Each pixel is calculated independently of the other, and therefore it is possible to parallelize this process. When the algorithm is implemented, a SIMD instruction is created for the FPGA accelerator to calculate the number for each pixel of iterations (determining the color code on the palette). The implementation of two nested loops on the image buffer is framed via OpenCL by running the operation (theWidth * theHeight).

The kernel instances in the listing below are called the work-item, and the set of all instances is called the index space. The features of the hardware function include the following:

The function declaration begins with the keyword __kernel.
The type of hardware function - the return type is always void.

Values are returned via buffers passed as parameters.

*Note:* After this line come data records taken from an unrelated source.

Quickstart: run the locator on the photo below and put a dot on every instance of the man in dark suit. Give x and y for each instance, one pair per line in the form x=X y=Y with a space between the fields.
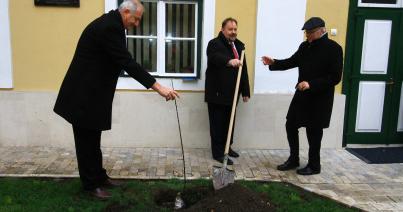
x=320 y=64
x=86 y=94
x=223 y=55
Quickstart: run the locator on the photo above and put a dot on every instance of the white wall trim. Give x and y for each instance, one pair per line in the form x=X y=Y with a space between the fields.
x=279 y=38
x=6 y=68
x=179 y=84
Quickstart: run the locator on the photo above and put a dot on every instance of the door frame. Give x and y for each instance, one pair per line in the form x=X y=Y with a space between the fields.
x=350 y=60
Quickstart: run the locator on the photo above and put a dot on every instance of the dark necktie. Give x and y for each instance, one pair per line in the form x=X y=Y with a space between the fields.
x=234 y=50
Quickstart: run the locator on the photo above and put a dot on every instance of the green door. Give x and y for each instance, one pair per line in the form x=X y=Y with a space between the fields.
x=373 y=77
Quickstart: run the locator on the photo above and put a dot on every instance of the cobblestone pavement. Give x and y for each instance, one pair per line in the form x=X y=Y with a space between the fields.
x=343 y=178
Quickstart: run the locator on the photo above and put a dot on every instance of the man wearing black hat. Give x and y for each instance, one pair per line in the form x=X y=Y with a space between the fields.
x=320 y=63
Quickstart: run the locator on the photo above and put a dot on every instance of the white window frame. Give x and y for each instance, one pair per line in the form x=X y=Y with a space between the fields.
x=6 y=68
x=399 y=4
x=208 y=33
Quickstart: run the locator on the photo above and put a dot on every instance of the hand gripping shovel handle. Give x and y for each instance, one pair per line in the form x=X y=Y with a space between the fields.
x=231 y=123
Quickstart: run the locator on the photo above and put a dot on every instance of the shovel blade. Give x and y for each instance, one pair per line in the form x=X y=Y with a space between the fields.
x=222 y=177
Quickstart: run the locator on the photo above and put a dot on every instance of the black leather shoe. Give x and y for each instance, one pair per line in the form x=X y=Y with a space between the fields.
x=232 y=153
x=100 y=194
x=111 y=183
x=308 y=171
x=288 y=165
x=221 y=160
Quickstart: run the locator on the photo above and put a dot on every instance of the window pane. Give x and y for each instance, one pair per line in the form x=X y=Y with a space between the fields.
x=180 y=21
x=148 y=24
x=144 y=51
x=179 y=56
x=380 y=1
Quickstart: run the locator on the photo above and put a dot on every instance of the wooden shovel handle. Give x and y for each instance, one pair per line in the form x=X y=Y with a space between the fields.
x=231 y=123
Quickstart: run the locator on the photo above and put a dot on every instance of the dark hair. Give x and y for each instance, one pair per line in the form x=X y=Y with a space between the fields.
x=228 y=20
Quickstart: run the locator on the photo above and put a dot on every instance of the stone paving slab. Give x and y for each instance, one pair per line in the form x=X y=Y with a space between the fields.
x=344 y=178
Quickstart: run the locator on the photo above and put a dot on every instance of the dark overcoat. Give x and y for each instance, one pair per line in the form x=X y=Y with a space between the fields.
x=86 y=94
x=320 y=63
x=221 y=78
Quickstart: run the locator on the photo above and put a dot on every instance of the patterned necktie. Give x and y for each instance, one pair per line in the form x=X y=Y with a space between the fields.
x=234 y=50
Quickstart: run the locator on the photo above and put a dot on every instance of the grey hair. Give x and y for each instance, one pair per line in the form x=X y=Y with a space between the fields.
x=128 y=4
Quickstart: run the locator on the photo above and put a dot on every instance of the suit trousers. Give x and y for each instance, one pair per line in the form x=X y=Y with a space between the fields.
x=219 y=118
x=89 y=157
x=314 y=136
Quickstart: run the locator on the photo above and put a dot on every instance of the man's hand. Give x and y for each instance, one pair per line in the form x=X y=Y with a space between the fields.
x=302 y=86
x=166 y=92
x=267 y=60
x=234 y=63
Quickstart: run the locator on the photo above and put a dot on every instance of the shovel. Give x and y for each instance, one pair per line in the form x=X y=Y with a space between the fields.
x=222 y=176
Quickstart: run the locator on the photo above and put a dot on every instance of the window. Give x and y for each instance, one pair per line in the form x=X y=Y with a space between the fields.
x=167 y=42
x=380 y=3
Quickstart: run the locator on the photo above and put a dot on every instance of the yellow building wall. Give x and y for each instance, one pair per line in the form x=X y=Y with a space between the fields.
x=335 y=14
x=43 y=41
x=44 y=38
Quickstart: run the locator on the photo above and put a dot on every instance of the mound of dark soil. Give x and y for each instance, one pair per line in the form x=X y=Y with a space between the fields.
x=231 y=198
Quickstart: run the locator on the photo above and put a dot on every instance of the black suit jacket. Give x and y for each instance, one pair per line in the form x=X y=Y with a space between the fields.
x=86 y=94
x=220 y=78
x=320 y=63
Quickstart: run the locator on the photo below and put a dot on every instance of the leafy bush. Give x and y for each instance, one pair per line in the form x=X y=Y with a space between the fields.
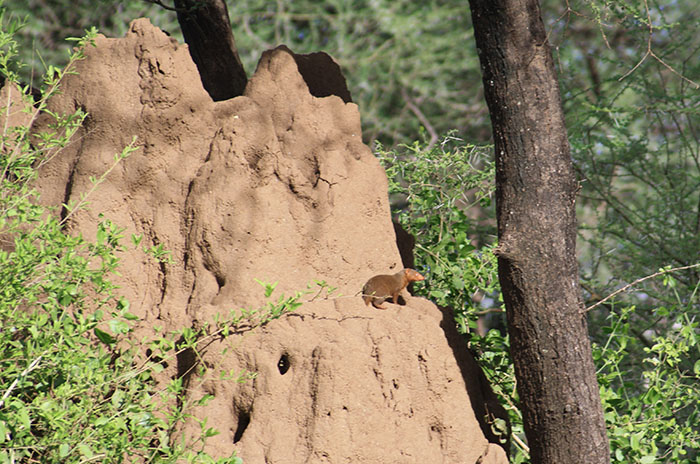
x=442 y=195
x=73 y=387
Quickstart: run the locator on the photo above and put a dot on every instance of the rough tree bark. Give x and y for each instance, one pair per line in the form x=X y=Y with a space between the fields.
x=535 y=195
x=207 y=31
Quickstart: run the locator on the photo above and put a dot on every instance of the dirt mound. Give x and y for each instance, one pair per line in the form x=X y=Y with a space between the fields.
x=275 y=185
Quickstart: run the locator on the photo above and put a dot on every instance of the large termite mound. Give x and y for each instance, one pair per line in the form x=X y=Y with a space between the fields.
x=274 y=185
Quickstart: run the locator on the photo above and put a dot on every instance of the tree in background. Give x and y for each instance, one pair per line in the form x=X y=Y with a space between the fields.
x=626 y=71
x=535 y=209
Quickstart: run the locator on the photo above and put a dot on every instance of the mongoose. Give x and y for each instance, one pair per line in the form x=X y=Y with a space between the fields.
x=380 y=288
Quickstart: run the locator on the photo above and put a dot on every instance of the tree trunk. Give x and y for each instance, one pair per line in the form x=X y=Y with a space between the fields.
x=535 y=196
x=207 y=30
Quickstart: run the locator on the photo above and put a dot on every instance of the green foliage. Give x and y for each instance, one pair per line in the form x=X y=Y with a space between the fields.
x=445 y=197
x=73 y=388
x=651 y=411
x=440 y=186
x=400 y=80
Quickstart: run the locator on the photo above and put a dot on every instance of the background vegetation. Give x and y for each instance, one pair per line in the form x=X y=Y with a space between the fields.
x=628 y=75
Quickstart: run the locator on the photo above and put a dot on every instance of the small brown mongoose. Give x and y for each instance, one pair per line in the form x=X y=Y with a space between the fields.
x=380 y=288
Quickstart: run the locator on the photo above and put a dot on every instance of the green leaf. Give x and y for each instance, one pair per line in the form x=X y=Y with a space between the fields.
x=63 y=450
x=104 y=337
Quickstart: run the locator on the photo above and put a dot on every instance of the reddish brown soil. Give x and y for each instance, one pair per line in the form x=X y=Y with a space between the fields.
x=275 y=185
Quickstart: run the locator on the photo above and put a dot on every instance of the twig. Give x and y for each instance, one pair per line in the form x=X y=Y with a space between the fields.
x=651 y=53
x=30 y=368
x=641 y=279
x=421 y=117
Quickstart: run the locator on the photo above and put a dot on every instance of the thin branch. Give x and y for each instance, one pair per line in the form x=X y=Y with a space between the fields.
x=421 y=117
x=651 y=53
x=640 y=280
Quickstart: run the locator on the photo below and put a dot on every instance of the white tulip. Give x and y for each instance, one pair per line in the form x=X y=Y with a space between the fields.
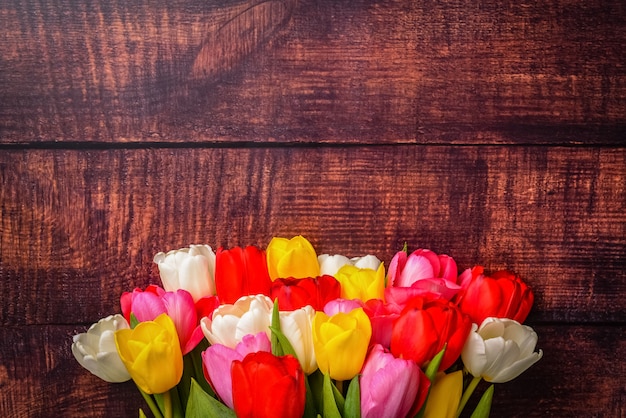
x=330 y=264
x=191 y=269
x=230 y=323
x=95 y=349
x=297 y=326
x=500 y=350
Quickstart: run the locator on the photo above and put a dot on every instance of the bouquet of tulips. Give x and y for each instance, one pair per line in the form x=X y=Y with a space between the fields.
x=283 y=332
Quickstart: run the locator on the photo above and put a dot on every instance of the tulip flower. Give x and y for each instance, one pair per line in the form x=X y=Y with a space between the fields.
x=382 y=317
x=390 y=386
x=179 y=306
x=445 y=396
x=330 y=264
x=231 y=322
x=241 y=272
x=341 y=342
x=297 y=293
x=293 y=257
x=425 y=273
x=500 y=350
x=218 y=359
x=501 y=295
x=191 y=269
x=363 y=284
x=265 y=385
x=425 y=326
x=151 y=353
x=95 y=349
x=297 y=327
x=335 y=306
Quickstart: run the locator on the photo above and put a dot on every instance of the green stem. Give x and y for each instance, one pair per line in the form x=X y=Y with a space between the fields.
x=339 y=386
x=167 y=404
x=466 y=395
x=151 y=404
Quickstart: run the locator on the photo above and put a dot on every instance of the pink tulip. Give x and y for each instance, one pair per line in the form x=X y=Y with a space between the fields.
x=391 y=387
x=179 y=306
x=424 y=272
x=218 y=359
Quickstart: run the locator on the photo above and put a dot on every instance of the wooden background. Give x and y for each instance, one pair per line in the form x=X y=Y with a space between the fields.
x=492 y=131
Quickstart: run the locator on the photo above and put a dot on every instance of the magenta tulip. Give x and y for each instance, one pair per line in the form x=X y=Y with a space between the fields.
x=179 y=306
x=425 y=272
x=217 y=360
x=391 y=387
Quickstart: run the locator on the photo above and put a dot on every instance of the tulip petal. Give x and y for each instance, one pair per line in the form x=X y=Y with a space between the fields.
x=517 y=368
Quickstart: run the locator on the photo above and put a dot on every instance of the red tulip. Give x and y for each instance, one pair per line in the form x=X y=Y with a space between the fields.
x=265 y=385
x=382 y=316
x=425 y=326
x=294 y=294
x=241 y=272
x=501 y=295
x=424 y=273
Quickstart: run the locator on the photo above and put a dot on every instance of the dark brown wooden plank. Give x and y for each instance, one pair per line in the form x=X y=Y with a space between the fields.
x=337 y=71
x=581 y=374
x=79 y=227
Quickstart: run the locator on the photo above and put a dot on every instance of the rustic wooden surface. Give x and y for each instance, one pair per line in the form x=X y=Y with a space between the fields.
x=491 y=131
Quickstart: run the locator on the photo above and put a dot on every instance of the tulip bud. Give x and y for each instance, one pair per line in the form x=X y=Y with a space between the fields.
x=230 y=323
x=341 y=342
x=363 y=284
x=501 y=295
x=293 y=257
x=151 y=353
x=500 y=350
x=267 y=386
x=95 y=349
x=191 y=269
x=389 y=385
x=445 y=396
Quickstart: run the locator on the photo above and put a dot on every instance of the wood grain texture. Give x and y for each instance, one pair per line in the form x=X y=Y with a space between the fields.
x=330 y=71
x=80 y=227
x=41 y=378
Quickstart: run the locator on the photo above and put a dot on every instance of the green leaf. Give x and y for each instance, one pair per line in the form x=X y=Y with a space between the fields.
x=316 y=382
x=330 y=407
x=352 y=407
x=201 y=405
x=285 y=346
x=431 y=373
x=310 y=410
x=433 y=366
x=275 y=328
x=484 y=405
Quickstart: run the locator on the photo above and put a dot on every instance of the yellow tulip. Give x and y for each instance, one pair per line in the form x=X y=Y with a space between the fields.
x=293 y=257
x=151 y=353
x=445 y=396
x=340 y=342
x=361 y=283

The first three parameters define a real grid, the nodes of which correspond to the pixels of the image at the output.
The fourth parameter limits the number of iterations to prevent looping for points belonging to the Mandelbrot set.
The fifth parameter is a pointer to the output color buffer.
The __global keyword indicates the type of memory through which the buffer will be transferred: this is the shared DDR memory (QDR) on the accelerator itself.
The keyword restrict gives the optimizer a ban on the use of indirect references to the buffer.
In the 6th parameter, a pointer to the palette is passed.
The __constant keyword optimizes buffer access by generating the cache with the read-only attribute.

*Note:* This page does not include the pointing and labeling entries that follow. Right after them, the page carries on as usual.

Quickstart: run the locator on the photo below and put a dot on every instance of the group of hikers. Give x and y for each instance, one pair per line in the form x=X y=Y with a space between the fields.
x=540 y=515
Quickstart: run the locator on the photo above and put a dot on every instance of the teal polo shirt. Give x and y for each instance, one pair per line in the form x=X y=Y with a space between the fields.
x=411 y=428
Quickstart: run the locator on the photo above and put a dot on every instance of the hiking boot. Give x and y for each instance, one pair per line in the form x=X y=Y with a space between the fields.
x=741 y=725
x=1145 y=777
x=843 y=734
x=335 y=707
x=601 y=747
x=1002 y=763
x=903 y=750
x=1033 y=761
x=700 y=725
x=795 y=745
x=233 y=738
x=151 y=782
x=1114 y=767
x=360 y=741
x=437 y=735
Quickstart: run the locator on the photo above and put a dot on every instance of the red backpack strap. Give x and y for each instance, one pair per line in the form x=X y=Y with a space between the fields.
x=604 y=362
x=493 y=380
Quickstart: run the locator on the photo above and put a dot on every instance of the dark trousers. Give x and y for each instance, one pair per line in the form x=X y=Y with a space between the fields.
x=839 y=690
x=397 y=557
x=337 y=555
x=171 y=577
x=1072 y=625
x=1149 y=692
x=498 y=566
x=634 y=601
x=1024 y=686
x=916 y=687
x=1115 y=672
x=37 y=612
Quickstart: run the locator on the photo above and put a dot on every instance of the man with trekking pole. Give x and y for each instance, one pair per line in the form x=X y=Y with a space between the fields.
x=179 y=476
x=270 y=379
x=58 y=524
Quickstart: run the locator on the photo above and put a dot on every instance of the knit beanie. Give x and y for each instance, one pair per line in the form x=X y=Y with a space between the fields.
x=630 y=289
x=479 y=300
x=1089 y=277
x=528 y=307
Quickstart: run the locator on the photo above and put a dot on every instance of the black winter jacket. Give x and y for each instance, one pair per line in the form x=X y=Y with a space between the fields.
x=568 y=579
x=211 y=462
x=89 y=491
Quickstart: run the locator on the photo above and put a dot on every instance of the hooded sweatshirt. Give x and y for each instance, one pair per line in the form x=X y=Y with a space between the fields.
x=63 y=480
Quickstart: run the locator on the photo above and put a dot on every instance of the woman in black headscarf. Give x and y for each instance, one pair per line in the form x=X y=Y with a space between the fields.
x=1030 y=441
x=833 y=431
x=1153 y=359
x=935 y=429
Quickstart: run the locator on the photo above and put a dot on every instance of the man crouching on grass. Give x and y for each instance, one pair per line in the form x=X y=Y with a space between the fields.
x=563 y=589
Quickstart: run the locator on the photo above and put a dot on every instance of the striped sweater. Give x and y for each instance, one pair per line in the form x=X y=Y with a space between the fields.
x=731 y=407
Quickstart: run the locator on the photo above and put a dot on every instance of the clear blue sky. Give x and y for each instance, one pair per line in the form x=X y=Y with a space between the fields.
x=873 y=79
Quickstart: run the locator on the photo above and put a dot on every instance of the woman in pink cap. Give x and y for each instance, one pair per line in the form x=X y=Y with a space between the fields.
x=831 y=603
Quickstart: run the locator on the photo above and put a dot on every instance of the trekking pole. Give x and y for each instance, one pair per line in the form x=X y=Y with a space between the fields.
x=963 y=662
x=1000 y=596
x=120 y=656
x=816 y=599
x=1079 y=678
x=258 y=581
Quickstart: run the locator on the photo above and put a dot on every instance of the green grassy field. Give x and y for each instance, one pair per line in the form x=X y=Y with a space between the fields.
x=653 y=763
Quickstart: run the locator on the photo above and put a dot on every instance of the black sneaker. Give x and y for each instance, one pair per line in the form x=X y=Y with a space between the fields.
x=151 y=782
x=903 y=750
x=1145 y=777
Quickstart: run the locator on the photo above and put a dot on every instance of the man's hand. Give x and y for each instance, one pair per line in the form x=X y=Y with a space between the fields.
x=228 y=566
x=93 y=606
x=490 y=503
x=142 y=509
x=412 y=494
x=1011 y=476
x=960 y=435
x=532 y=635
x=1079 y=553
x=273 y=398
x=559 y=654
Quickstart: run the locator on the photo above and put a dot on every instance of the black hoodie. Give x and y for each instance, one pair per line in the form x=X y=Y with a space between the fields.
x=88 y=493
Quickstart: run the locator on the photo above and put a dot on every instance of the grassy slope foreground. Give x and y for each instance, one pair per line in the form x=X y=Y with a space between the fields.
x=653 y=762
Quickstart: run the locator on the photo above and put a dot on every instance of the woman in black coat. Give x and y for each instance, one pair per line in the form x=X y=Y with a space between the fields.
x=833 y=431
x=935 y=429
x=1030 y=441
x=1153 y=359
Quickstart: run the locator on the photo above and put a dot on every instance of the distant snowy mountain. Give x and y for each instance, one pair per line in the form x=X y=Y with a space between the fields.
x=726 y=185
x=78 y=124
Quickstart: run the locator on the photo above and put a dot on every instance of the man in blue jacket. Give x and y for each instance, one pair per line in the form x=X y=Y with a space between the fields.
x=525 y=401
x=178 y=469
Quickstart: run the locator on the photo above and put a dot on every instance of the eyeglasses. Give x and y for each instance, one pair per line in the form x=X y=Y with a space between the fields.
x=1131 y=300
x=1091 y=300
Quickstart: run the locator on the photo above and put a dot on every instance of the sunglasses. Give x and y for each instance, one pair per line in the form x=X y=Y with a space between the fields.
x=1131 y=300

The description of the function in the listing is close to the implementation for the x64 processor. Here, the definition of the current kernel instance is performed via the get_global_id function, to which the dimension number (0, 1) is passed as a parameter.

For better optimization, an explicit indication of the start of the cycle is introduced. In the absence of information on the number of iterations at the time of compilation, the number of cycle steps is clearly indicated, since their hardware blocks will be created for them. With such coding, one should “look around” at the capacity of a specific chip installed on the accelerator, due to the consumption of FPGA resources for a greater number of cycles.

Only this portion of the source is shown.